Conflict about Services Client is 44 years old and has mental illness and substance abuse disabilities. Client contacted CAP after VR refused to support client’s request for dentures. The client had attempted to find comparable services/benefits that would cover the dentures without success. VR denied the request and suggested that the client should be able to find employment without dentures. Once CAP got involved, we found evidence that the client had lost employment due to concerns about missing teeth — namely at big box stores — where the client worked in customer service. The client felt that having new dentures would improve on her poor self—esteem and give her confidence. CAP provided information to VR and asked them to reconsider their position. Ultimately, VR agreed to provide the client with dentures if she would engage in continued mental health therapy.

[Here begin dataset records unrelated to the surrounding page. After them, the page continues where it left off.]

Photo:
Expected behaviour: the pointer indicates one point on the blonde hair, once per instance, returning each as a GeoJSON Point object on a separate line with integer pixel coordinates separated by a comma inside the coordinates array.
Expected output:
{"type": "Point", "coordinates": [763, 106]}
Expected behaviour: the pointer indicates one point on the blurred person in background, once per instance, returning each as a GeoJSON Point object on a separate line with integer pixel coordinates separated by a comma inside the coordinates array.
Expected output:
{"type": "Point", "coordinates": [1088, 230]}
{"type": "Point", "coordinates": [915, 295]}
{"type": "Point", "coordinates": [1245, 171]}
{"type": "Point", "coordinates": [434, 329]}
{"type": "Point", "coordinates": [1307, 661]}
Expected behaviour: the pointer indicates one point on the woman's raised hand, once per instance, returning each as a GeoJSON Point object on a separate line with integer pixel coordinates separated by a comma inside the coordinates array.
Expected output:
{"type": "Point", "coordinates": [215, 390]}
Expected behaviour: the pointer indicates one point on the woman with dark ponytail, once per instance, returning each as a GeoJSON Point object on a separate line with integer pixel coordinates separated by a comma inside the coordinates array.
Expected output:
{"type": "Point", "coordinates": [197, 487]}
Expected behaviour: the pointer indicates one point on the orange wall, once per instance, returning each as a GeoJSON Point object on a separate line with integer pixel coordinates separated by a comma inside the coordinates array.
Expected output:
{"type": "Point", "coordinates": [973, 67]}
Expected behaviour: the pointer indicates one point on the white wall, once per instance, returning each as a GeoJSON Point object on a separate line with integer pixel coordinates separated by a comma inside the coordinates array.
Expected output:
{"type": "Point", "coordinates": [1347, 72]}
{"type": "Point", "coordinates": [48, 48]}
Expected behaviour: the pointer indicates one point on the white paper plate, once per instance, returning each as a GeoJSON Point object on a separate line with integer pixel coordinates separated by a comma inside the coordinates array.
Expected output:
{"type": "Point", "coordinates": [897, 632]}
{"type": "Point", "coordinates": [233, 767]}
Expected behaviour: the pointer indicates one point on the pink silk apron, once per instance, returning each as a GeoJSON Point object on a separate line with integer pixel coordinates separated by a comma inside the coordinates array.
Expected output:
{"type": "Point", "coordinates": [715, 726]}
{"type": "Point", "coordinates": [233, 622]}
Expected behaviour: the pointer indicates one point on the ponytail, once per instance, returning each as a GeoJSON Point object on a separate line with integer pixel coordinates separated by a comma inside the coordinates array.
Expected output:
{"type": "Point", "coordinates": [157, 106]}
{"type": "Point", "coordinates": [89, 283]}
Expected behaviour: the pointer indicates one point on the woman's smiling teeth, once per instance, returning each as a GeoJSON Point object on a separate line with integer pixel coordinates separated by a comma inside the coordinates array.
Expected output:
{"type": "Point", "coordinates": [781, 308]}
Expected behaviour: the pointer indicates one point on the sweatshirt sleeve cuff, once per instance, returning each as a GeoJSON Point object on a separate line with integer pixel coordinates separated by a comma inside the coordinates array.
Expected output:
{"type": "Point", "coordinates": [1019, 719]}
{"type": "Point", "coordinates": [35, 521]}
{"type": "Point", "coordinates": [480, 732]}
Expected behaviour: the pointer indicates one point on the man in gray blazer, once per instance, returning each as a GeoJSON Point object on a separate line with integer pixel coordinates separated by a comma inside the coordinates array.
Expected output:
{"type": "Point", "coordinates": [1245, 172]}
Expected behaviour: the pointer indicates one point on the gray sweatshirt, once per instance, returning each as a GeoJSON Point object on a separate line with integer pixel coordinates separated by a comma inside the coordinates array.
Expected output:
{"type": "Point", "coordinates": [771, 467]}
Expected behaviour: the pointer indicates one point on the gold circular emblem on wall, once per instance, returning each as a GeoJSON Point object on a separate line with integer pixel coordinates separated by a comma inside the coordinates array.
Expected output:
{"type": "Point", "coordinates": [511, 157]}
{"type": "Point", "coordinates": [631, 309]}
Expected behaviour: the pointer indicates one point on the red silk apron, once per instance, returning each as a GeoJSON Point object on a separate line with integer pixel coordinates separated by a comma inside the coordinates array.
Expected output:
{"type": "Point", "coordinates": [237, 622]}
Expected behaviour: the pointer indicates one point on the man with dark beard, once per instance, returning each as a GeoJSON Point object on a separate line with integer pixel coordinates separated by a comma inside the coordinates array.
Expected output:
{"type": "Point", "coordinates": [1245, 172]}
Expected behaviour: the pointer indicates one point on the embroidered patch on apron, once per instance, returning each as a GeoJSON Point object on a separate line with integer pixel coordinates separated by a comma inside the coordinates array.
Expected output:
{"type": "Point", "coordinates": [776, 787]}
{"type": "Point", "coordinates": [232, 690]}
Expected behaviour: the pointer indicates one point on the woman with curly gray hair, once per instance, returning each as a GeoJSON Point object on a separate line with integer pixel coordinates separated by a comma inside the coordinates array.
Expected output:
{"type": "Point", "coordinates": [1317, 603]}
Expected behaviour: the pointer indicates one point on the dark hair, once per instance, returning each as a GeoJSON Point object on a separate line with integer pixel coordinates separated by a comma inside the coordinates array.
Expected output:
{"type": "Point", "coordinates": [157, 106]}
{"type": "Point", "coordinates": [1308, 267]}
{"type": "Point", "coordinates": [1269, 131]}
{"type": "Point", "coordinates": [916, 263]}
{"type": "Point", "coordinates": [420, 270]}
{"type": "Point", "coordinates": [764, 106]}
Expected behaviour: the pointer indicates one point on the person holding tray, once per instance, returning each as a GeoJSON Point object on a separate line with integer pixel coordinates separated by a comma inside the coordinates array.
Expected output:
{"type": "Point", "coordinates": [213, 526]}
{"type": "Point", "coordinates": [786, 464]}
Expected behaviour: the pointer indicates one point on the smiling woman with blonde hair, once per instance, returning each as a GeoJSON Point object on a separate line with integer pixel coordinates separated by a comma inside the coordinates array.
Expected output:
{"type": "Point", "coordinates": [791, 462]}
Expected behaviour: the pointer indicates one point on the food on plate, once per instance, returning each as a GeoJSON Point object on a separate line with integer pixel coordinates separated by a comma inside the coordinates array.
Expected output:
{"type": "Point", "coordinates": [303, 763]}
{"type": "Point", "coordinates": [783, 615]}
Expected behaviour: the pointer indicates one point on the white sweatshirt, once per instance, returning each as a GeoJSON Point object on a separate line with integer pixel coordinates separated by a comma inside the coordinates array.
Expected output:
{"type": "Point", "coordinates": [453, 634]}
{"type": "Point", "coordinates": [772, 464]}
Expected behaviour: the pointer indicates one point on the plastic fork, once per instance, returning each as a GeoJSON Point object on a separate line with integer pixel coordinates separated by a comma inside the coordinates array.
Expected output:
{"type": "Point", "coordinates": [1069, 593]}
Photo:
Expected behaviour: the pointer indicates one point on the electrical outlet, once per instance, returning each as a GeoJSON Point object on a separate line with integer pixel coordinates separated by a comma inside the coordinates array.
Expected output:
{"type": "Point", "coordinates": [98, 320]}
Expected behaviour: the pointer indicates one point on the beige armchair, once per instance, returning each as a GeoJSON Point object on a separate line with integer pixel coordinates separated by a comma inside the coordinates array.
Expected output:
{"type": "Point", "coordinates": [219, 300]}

Informed Choice Client is 28 years old and has intellectual disabilities and mental illness. Client had been working with VR and identified an employment objective of working in the field of special education. Client made an informed choice to attend Utah State University (USU) for training. VR was not willing to support this goal and felt the client would be more successful in a program that moved at a slower pace — all due to the perceived limitations of the client’s disability. Client, however, was determined to attend USU and utilized her PELL grant and student loans to cover tuition on her own. Client was very successful at USU. She sought assistance from the university’s Disability Resource Center to get accommodations in class. The client earned a 3.0 GPA and provided VR with a copy of the transcript in hopes of getting support for the next semester. VR continued to deny support for USU. Client contacted CAP who advocated for the client to be able to choose where to go to school. After numerous meetings and communication with VR, our client was able to get support to attend USU. In addition to helping with the cost of tuition, VR also agreed to pay for tutoring and assist with child care costs.


Reports are to be submitted to RSA within 90 days after the end of the fiscal year covered by this report. Please be reminded that you can enter data directly into RSA's website via the internet. Information on transmittal of the form is found on pages 19 and 20 of the reporting instructions.